Vietnam downgrades search for missing jet

Vietnam says it has downgraded its search for the missing airliner in the South China Sea and has been asked by Malaysian authorities to consider sending planes and ships to the Strait to Malacca.

Vietnam downgrades search for missing jet

Vietnam says it has downgraded its search for the missing airliner in the South China Sea and has been asked by Malaysian authorities to consider sending planes and ships to the Strait to Malacca.

The statement is a sign that the focus of the search effort is switching to the west of Malaysia, to the strait and further west into the Indian Ocean.

It follows remarks by a US official that the Boeing 777 sent signals to a satellite for four hours after the aircraft went missing early on Saturday. If that is true, then it vastly expands the area where the lost jet might be.

Vietnam search spokesman Lieutenant Colonel Nguyen Ngoc Son said the status of the hunt has switched from “emergency to regular”.

Malaysian authorities had earlier expanded their search into the Andaman Sea and beyond after acknowledging it could have flown for several more hours after its last contact with the ground.
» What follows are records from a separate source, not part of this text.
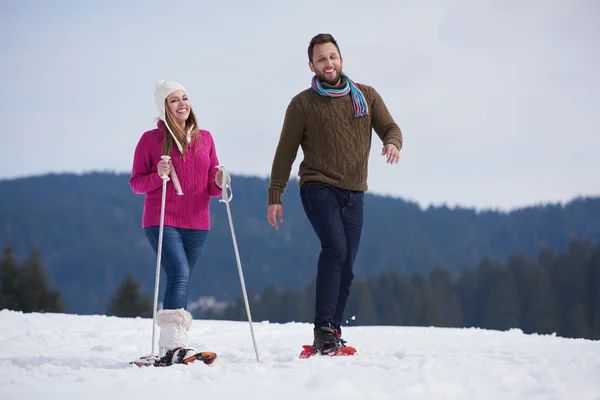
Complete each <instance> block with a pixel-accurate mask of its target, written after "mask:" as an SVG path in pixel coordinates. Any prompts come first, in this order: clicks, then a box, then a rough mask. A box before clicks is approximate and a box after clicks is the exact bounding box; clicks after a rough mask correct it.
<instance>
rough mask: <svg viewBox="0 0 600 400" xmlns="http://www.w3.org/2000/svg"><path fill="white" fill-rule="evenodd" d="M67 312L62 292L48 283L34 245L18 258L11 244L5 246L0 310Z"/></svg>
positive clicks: (3, 257)
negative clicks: (9, 245) (31, 250)
mask: <svg viewBox="0 0 600 400" xmlns="http://www.w3.org/2000/svg"><path fill="white" fill-rule="evenodd" d="M2 309H9V310H15V311H23V312H66V311H67V309H66V307H65V305H64V303H63V301H62V295H61V293H60V291H58V290H57V289H56V288H53V287H51V286H50V285H49V284H48V280H47V279H46V273H45V271H44V267H43V265H42V260H41V259H40V254H39V252H38V250H37V249H33V250H32V251H31V254H30V255H29V257H27V258H25V259H24V260H23V261H22V262H20V263H19V262H18V261H17V260H16V258H15V257H14V254H13V251H12V248H11V247H10V246H6V247H5V248H4V256H3V258H2V260H1V261H0V310H2Z"/></svg>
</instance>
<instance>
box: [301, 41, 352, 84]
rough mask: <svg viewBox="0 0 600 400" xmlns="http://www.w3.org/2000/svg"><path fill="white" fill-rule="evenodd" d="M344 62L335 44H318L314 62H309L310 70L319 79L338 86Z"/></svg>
mask: <svg viewBox="0 0 600 400" xmlns="http://www.w3.org/2000/svg"><path fill="white" fill-rule="evenodd" d="M343 63H344V60H343V59H342V56H340V53H339V52H338V50H337V47H335V44H333V43H323V44H317V45H316V46H315V47H314V48H313V62H309V63H308V66H309V67H310V70H311V71H312V72H314V73H315V75H316V76H317V79H319V80H320V81H324V82H327V83H328V84H330V85H336V84H337V83H338V82H339V80H340V74H341V73H342V66H343Z"/></svg>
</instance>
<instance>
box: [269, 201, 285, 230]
mask: <svg viewBox="0 0 600 400" xmlns="http://www.w3.org/2000/svg"><path fill="white" fill-rule="evenodd" d="M278 214H279V222H283V206H282V205H281V204H271V205H270V206H269V208H268V209H267V220H268V221H269V223H270V224H271V225H273V226H274V227H275V229H279V225H277V215H278Z"/></svg>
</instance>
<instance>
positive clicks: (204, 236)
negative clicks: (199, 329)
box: [144, 226, 208, 310]
mask: <svg viewBox="0 0 600 400" xmlns="http://www.w3.org/2000/svg"><path fill="white" fill-rule="evenodd" d="M158 230H159V227H158V226H149V227H147V228H145V229H144V232H145V234H146V237H147V238H148V241H149V242H150V245H151V246H152V248H153V249H154V253H155V254H157V252H158ZM207 236H208V231H206V230H198V229H182V228H174V227H172V226H165V227H164V228H163V242H162V252H161V262H160V267H161V269H162V270H163V271H164V272H165V275H166V276H167V285H166V289H165V296H164V298H163V309H165V310H173V309H177V308H183V309H185V310H187V300H188V288H189V283H190V278H191V277H192V273H193V272H194V269H195V268H196V267H197V266H198V264H199V262H200V258H201V257H202V252H203V251H204V246H205V245H206V238H207Z"/></svg>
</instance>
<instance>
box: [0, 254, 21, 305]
mask: <svg viewBox="0 0 600 400" xmlns="http://www.w3.org/2000/svg"><path fill="white" fill-rule="evenodd" d="M4 308H6V309H9V310H14V311H20V310H21V306H20V303H19V265H18V264H17V261H16V260H15V258H14V256H13V252H12V247H10V246H6V247H5V248H4V258H3V259H2V261H0V310H2V309H4Z"/></svg>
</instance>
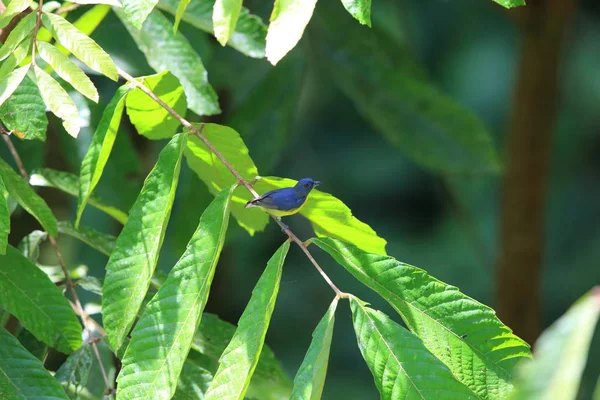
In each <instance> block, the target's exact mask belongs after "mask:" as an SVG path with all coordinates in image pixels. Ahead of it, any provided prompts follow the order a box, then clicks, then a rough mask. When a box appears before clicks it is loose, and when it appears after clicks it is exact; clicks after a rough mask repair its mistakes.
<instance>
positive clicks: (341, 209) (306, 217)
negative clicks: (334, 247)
mask: <svg viewBox="0 0 600 400" xmlns="http://www.w3.org/2000/svg"><path fill="white" fill-rule="evenodd" d="M296 183H297V181H295V180H292V179H286V178H277V177H271V176H270V177H263V178H261V179H259V180H258V182H257V183H256V184H255V185H254V187H255V189H256V190H257V191H258V193H265V192H267V191H269V190H273V189H280V188H284V187H291V186H294V185H295V184H296ZM300 214H302V215H303V216H304V217H306V218H308V219H309V220H310V222H311V223H312V226H313V229H314V230H315V233H316V234H317V236H319V237H335V238H338V239H342V240H345V241H347V242H350V243H352V244H354V245H355V246H358V247H359V248H361V249H364V250H365V251H370V252H373V253H379V254H386V253H385V245H386V241H385V239H383V238H381V237H379V236H377V233H376V232H375V231H374V230H373V229H372V228H371V227H370V226H369V225H367V224H365V223H364V222H362V221H360V220H359V219H358V218H356V217H355V216H353V215H352V211H351V210H350V209H349V208H348V206H346V205H345V204H344V203H343V202H342V201H341V200H339V199H338V198H336V197H334V196H332V195H331V194H329V193H325V192H321V191H320V190H316V189H313V191H312V192H311V193H310V195H309V196H308V200H307V201H306V205H305V206H304V207H302V209H301V210H300Z"/></svg>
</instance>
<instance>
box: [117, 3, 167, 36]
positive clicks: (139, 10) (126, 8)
mask: <svg viewBox="0 0 600 400" xmlns="http://www.w3.org/2000/svg"><path fill="white" fill-rule="evenodd" d="M121 1H122V3H123V14H124V15H125V16H127V21H128V22H129V23H130V24H131V25H132V26H133V27H134V28H135V29H138V30H139V29H142V25H143V24H144V21H146V18H148V16H149V15H150V13H151V12H152V9H153V8H154V6H156V3H158V0H121Z"/></svg>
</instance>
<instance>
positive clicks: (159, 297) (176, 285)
mask: <svg viewBox="0 0 600 400" xmlns="http://www.w3.org/2000/svg"><path fill="white" fill-rule="evenodd" d="M234 189H235V187H231V189H226V190H223V191H222V192H221V193H219V195H218V196H217V197H216V198H215V199H214V200H213V202H212V203H211V204H210V205H209V206H208V207H207V208H206V210H205V211H204V213H203V214H202V217H201V218H200V223H199V225H198V229H197V230H196V232H195V233H194V235H193V236H192V238H191V239H190V242H189V243H188V246H187V249H186V250H185V253H184V254H183V255H182V256H181V258H180V259H179V261H178V262H177V264H176V265H175V266H174V267H173V269H172V270H171V272H170V273H169V276H168V278H167V280H166V282H165V283H164V284H163V285H162V286H161V288H160V289H159V290H158V293H156V295H155V296H154V297H153V298H152V300H151V301H150V302H149V303H148V305H147V306H146V310H145V311H144V314H143V315H142V317H141V318H140V320H139V321H138V323H137V324H136V326H135V329H134V330H133V333H132V335H131V342H130V343H129V346H128V347H127V351H126V352H125V357H124V358H123V367H122V369H121V372H120V373H119V377H118V379H117V381H118V383H119V399H135V398H140V397H141V398H153V399H167V400H168V399H170V398H171V397H172V396H173V394H174V393H175V389H176V387H177V381H178V377H179V374H180V372H181V369H182V368H183V362H184V361H185V358H186V355H187V354H188V352H189V350H190V346H191V344H192V339H193V336H194V331H195V330H196V327H197V326H198V324H199V323H200V318H201V316H202V311H203V310H204V307H205V306H206V301H207V300H208V294H209V292H210V286H211V283H212V279H213V276H214V273H215V269H216V266H217V262H218V261H219V255H220V254H221V249H222V248H223V243H224V242H225V233H226V231H227V224H228V221H229V203H230V198H231V195H232V194H233V190H234Z"/></svg>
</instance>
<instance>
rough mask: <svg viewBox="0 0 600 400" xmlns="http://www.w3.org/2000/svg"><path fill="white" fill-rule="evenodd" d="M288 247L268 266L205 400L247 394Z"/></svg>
mask: <svg viewBox="0 0 600 400" xmlns="http://www.w3.org/2000/svg"><path fill="white" fill-rule="evenodd" d="M289 248H290V242H289V241H286V242H285V243H283V244H282V245H281V247H279V249H278V250H277V251H276V252H275V254H273V256H272V257H271V259H270V260H269V262H268V263H267V268H265V271H264V272H263V274H262V275H261V277H260V279H259V280H258V283H257V284H256V286H255V287H254V290H253V291H252V297H251V298H250V301H249V302H248V305H247V306H246V309H245V310H244V312H243V313H242V316H241V317H240V320H239V322H238V328H237V330H236V331H235V334H234V335H233V338H232V339H231V342H229V345H228V346H227V348H226V349H225V351H224V352H223V354H222V355H221V358H220V359H219V369H218V370H217V372H216V374H215V376H214V379H213V380H212V382H211V384H210V386H209V388H208V391H207V392H206V397H205V398H206V400H213V399H218V400H227V399H242V398H243V397H244V395H245V394H246V391H247V390H248V386H249V385H250V379H251V378H252V374H253V373H254V369H255V368H256V364H258V359H259V357H260V353H261V351H262V348H263V345H264V341H265V336H266V334H267V329H268V327H269V322H270V321H271V315H272V313H273V309H274V307H275V301H276V300H277V293H278V291H279V282H280V280H281V273H282V271H283V262H284V260H285V256H286V255H287V252H288V250H289Z"/></svg>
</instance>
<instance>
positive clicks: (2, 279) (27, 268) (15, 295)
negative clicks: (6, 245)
mask: <svg viewBox="0 0 600 400" xmlns="http://www.w3.org/2000/svg"><path fill="white" fill-rule="evenodd" d="M0 264H1V265H2V268H0V305H2V307H3V308H4V309H5V310H7V311H9V312H10V313H11V314H13V315H14V316H15V317H17V318H18V319H19V321H21V323H22V324H23V326H24V327H25V328H26V329H27V330H29V331H30V332H31V333H32V334H33V335H34V336H35V337H36V338H38V339H39V340H41V341H43V342H44V343H46V344H48V345H49V346H50V347H54V348H56V349H57V350H59V351H61V352H63V353H67V354H68V353H71V352H72V351H73V350H76V349H77V348H79V347H80V346H81V325H80V324H79V321H78V320H77V317H76V316H75V313H74V311H73V309H72V308H71V306H70V305H69V302H68V301H67V299H66V298H65V297H64V296H63V294H62V291H61V290H60V289H59V288H58V287H56V286H55V285H54V284H53V283H52V282H51V281H50V279H48V277H47V276H46V274H45V273H44V272H42V271H41V270H40V269H39V268H38V267H37V266H35V265H34V264H33V263H32V262H31V261H29V260H28V259H27V258H26V257H25V256H24V255H23V253H21V252H20V251H19V250H17V249H15V248H14V247H12V246H8V247H7V249H6V255H3V256H0Z"/></svg>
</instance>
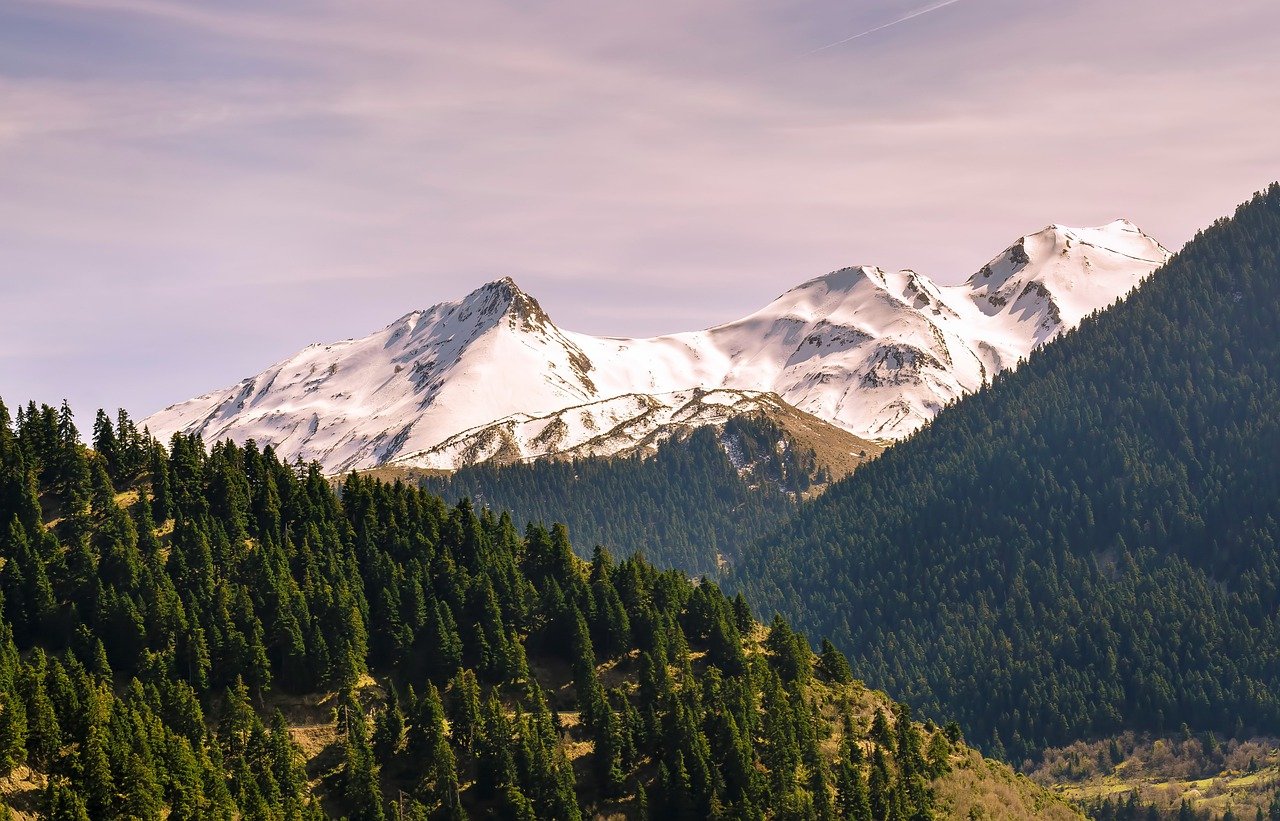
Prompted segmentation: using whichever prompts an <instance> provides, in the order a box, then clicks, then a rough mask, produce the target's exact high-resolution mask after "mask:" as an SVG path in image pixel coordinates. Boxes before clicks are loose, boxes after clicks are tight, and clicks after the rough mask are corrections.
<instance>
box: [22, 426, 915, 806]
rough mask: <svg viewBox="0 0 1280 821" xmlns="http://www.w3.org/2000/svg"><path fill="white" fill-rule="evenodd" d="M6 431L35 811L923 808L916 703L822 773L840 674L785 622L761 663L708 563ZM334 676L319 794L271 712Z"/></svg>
mask: <svg viewBox="0 0 1280 821" xmlns="http://www.w3.org/2000/svg"><path fill="white" fill-rule="evenodd" d="M0 419H4V420H5V424H4V425H0V476H3V478H4V483H3V488H4V492H3V496H0V521H3V523H5V528H4V530H3V532H0V533H3V535H4V542H3V546H0V548H3V551H0V556H3V558H4V562H3V566H0V592H3V598H0V610H3V614H4V619H3V620H0V767H3V770H4V774H8V772H10V771H12V770H13V768H14V767H17V766H18V765H19V763H24V762H26V763H29V765H32V766H33V767H35V768H36V770H37V771H40V772H42V774H45V775H47V776H49V779H50V781H49V789H47V790H46V793H45V795H44V811H45V813H46V815H47V816H49V817H56V818H73V820H76V821H79V820H82V818H95V820H99V818H101V820H105V821H114V820H116V818H122V820H123V818H152V817H161V816H168V817H172V818H232V817H243V818H264V820H270V821H312V820H314V818H319V817H323V816H324V812H323V809H321V806H324V807H326V808H330V809H333V811H335V812H339V813H340V815H343V816H346V817H347V818H351V820H352V821H356V820H360V821H384V820H385V818H388V817H392V818H465V817H472V816H479V817H490V816H493V817H507V818H564V820H567V821H576V820H577V818H581V817H584V816H589V815H595V813H603V815H611V813H621V815H625V816H628V817H632V818H639V817H645V816H649V815H654V816H657V817H663V818H666V817H682V818H703V817H735V818H760V820H763V818H767V817H814V818H833V817H836V815H837V809H840V808H841V807H845V806H846V804H847V806H850V807H854V809H852V812H855V813H856V812H861V807H863V804H864V803H865V801H864V799H863V798H860V793H859V788H858V784H865V783H873V784H876V785H878V786H879V789H882V792H886V790H887V793H886V794H891V795H892V797H893V801H895V802H897V803H895V804H892V806H893V807H899V808H900V809H901V811H902V812H906V813H916V815H920V813H928V812H929V811H931V809H932V806H933V804H932V801H933V799H932V795H931V793H929V790H928V789H927V781H928V779H929V777H931V774H932V772H933V770H931V768H929V762H932V761H933V758H929V760H925V758H924V756H923V753H922V752H920V751H922V749H929V751H931V754H932V749H933V748H932V747H925V740H924V739H923V736H920V734H919V733H920V731H919V730H918V729H916V728H915V725H911V724H910V721H909V719H908V716H906V713H905V712H902V713H900V715H899V716H896V717H897V724H895V725H893V728H892V729H891V730H886V733H888V734H891V735H893V734H896V735H895V738H893V739H890V743H891V749H895V751H899V754H897V756H896V757H890V758H886V760H884V761H882V762H881V772H879V774H878V775H877V774H876V772H872V771H870V770H869V766H868V762H865V761H864V760H863V758H861V757H858V758H856V760H855V758H854V757H852V754H850V756H846V760H844V761H841V762H838V763H833V762H829V761H827V758H826V757H824V756H823V753H822V743H823V740H824V739H826V738H829V736H831V735H832V729H831V728H827V726H826V724H827V722H829V721H831V719H829V716H828V717H823V715H822V713H820V711H819V708H818V706H817V702H818V699H817V698H815V697H813V695H812V694H810V690H812V689H813V688H819V687H820V688H826V689H824V690H823V697H824V698H826V699H827V702H828V703H831V702H832V701H833V699H835V701H836V702H840V703H844V704H851V703H852V702H851V701H850V694H851V693H852V692H854V690H855V687H856V685H845V684H846V683H847V681H850V679H851V672H850V670H849V665H847V662H845V661H844V657H842V656H841V654H840V653H838V652H837V651H835V649H833V648H832V647H829V644H827V646H824V647H823V656H822V657H820V658H815V656H814V653H813V652H812V649H810V648H809V644H808V642H806V640H805V639H804V638H803V637H801V635H799V634H796V633H795V631H794V630H791V629H790V628H788V626H787V625H786V624H785V622H783V621H782V620H781V619H778V620H774V622H773V626H772V628H771V630H769V638H768V640H767V642H765V648H764V649H765V651H767V652H760V648H759V646H758V644H756V643H755V640H754V639H751V638H750V637H751V635H753V634H758V631H760V626H759V625H758V624H755V622H754V621H753V620H751V619H750V611H749V608H748V606H746V602H745V601H744V599H742V598H741V597H739V598H737V599H732V601H731V599H728V598H727V597H726V596H724V593H723V592H722V590H721V589H719V587H717V585H716V584H714V583H712V581H709V580H703V581H700V583H694V581H691V580H690V579H689V578H687V576H686V575H684V574H681V573H677V571H659V570H657V569H655V567H654V566H652V565H649V564H648V562H646V561H644V560H643V558H640V557H632V558H627V560H623V561H617V560H614V558H613V557H612V556H611V555H609V553H608V552H607V551H604V549H603V548H596V549H595V551H594V552H593V556H591V561H590V562H585V561H581V560H579V558H576V557H575V555H573V552H572V547H571V544H570V541H568V534H567V530H566V528H563V526H556V528H553V529H550V530H548V529H545V528H543V526H540V525H531V526H529V528H527V529H526V530H525V533H524V535H521V534H520V532H517V530H516V528H515V525H513V524H512V520H511V517H509V516H506V515H494V514H493V512H490V511H489V510H481V511H477V510H475V508H474V507H472V506H471V503H470V502H468V501H463V502H461V503H458V505H457V506H456V507H447V506H445V503H444V502H443V501H442V500H440V498H438V497H434V496H431V494H429V493H428V492H425V491H421V489H419V488H412V487H407V485H404V484H399V483H397V484H384V483H378V482H372V480H369V479H365V478H361V476H356V475H353V476H349V478H347V480H346V482H344V484H343V485H342V488H340V492H335V491H334V489H333V488H332V487H330V484H329V483H328V482H326V480H325V479H324V478H323V476H320V474H319V473H317V470H316V469H315V467H307V469H302V470H298V469H297V467H296V466H289V465H283V464H280V462H279V461H278V460H276V459H275V456H274V453H273V452H271V451H270V450H269V448H268V450H265V451H260V450H259V448H257V447H256V446H255V444H253V443H248V444H246V446H243V447H239V446H236V444H232V443H220V444H216V446H215V447H214V448H212V450H211V451H209V452H207V453H206V452H205V448H204V444H202V443H201V442H200V441H198V439H192V438H187V437H182V435H179V437H175V438H174V439H173V442H172V443H170V447H169V450H168V451H165V450H164V448H161V447H160V446H159V444H156V443H154V442H151V441H150V439H148V438H147V437H146V435H145V434H140V433H138V432H137V430H134V429H133V428H132V425H131V424H129V423H128V420H127V418H125V416H120V418H119V421H118V424H115V425H111V424H110V423H109V421H108V418H106V416H105V415H100V416H99V419H97V423H96V425H95V442H96V444H97V446H99V447H100V448H101V452H95V451H88V450H86V448H84V447H83V446H81V444H79V443H78V442H77V441H76V438H74V435H76V434H74V428H73V427H70V423H69V412H65V411H64V412H58V411H54V410H52V409H47V407H46V409H36V407H35V406H29V407H28V409H27V410H24V411H23V412H22V414H19V416H18V420H17V423H15V424H12V423H10V421H9V419H8V415H6V412H5V411H4V406H3V405H0ZM68 437H69V438H68ZM19 474H20V476H19ZM116 483H119V489H120V491H132V492H133V493H131V496H129V497H128V498H129V500H131V505H129V508H128V510H125V508H123V507H120V505H119V503H118V501H116V497H118V493H116V489H118V485H116ZM33 505H35V507H32V506H33ZM41 507H44V508H45V510H46V512H47V511H49V510H52V511H55V512H56V514H60V515H59V516H58V517H59V519H60V521H59V523H58V524H56V525H46V524H44V521H42V516H41V515H40V511H41ZM32 510H35V512H36V516H35V519H32V516H31V514H32ZM156 516H165V519H163V520H160V521H157V520H156ZM744 635H745V637H748V638H746V639H744ZM745 642H749V643H750V652H748V648H746V647H745V644H744V643H745ZM530 658H532V663H530ZM815 670H817V671H818V672H819V675H818V676H815V675H814V671H815ZM535 671H536V674H538V675H535ZM370 676H372V678H370ZM832 683H835V684H832ZM841 688H842V689H841ZM325 692H328V693H335V694H334V695H332V697H330V698H332V702H330V706H332V710H333V713H332V715H333V721H334V728H333V729H334V731H335V739H334V740H333V743H332V744H330V745H329V747H328V749H326V751H324V752H323V753H321V754H320V757H319V758H317V760H316V761H323V762H324V765H323V766H324V767H326V771H325V772H323V774H321V777H320V780H319V783H320V784H321V790H323V798H324V802H325V803H324V804H321V802H320V798H321V795H314V794H312V788H311V783H310V781H308V775H307V771H306V770H305V767H303V763H305V762H303V760H302V756H301V751H300V749H298V748H297V747H296V745H294V744H293V742H292V740H291V729H289V726H288V724H287V721H285V715H284V713H283V712H282V711H280V710H275V708H273V703H275V704H282V703H285V702H284V699H288V698H289V697H291V694H308V695H307V698H308V699H310V698H314V694H317V693H325ZM851 708H852V707H850V710H851ZM571 716H572V719H571ZM852 726H854V725H852V721H851V719H850V717H849V716H847V715H846V721H845V724H844V728H845V729H844V731H842V734H841V736H842V740H841V743H842V745H844V748H845V749H860V745H861V744H864V743H865V740H864V739H861V738H859V736H858V734H856V733H854V730H852ZM934 735H937V734H934ZM571 753H572V754H571ZM571 758H572V760H571ZM312 777H314V776H312ZM886 806H888V804H886Z"/></svg>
That scenario would make finding the plane a vastly more difficult task, and raises the possibility that searchers were looking in the wrong place for the aircraft and its 229 passengers and crew.

In the latest in a series of false leads, planes were sent to search an area where satellite images published on a Chinese government website reportedly showed three suspected floating objects off the southern tip of Vietnam.

“There is nothing. We went there, there is nothing,” said acting Malaysian transport minister Hishammuddin Hussein.

Compounding the frustration, he later said the Chinese embassy had notified the government that the images were released by mistake and did not show debris from Malaysia Airlines Flight MH370.

The plane was flying from Kuala Lumpur to Beijing early on Saturday when it lost contact with ground controllers and civilian radar.

The Wall Street Journal newspaper quoted US investigators as saying they suspected the plane remained in the air for about four hours after its last confirmed contact, citing data from the plane’s engines that are automatically transmitted to the ground as part of a routine maintenance programme.

Mr Hishammuddin said the government had contacted Boeing and Rolls-Royce, the engine manufacturer, and both said the last data was received at 1.07am – around 23 minutes before the plane lost contact.

But asked if it were possible that the plane kept flying for several hours, Mr Hishammuddin said: “Of course, we can’t rule anything out. This is why we have extended the search.”

He said the search had been widened into the Andaman Sea, and Malaysia is asking for radar data from neighbouring countries. India plans to deploy air and sea assets in the southern section of the sea to join the search.

Investigators have not ruled out any possible cause for the disappearance of the plane.

Experts say a massive failure knocking out its electrical systems, while unlikely, could explain why its transponders, which identify it to civilian radar systems and other planes nearby, were not working. Another possibility is that the pilot, or a passenger with some technical knowledge, switched off the transponders in the hope of flying undetected.

The jet had enough fuel to reach deep into the Indian Ocean.

Dozens of ships and aircraft from 12 nations have been searching the Gulf of Thailand and the strait, but no confirmed trace has been found. The search area has grown to 35,800 square miles – about the size of Portugal.

Experts say that if the plane crashed into the ocean then some debris should be floating on the surface, even if most of the jet is submerged. Past experience shows that finding the wreckage can take weeks or even longer, especially if the location of the plane is in doubt.

Malaysia’s air force chief said yesterday that an unidentified object appeared on military radar records about 200 miles north-west of Penang, Malaysia, and experts are analysing the data in an attempt to determine whether the blip is the missing plane.

More than two-thirds of those on board the plane were from China, and Beijing has voiced impatience at the absence of any results.

Chinese premier Li Keqiang said he would like to see better co-ordination among the countries involved in the search.

He said the passengers’ “families and friends are burning with anxiety, the Chinese government and Chinese people are all deeply concerned about their safety”.

He added: “As long as there is a glimmer of hope we will not stop searching for the plane.”

He said China had deployed eight ships and was using 10 satellites in the search.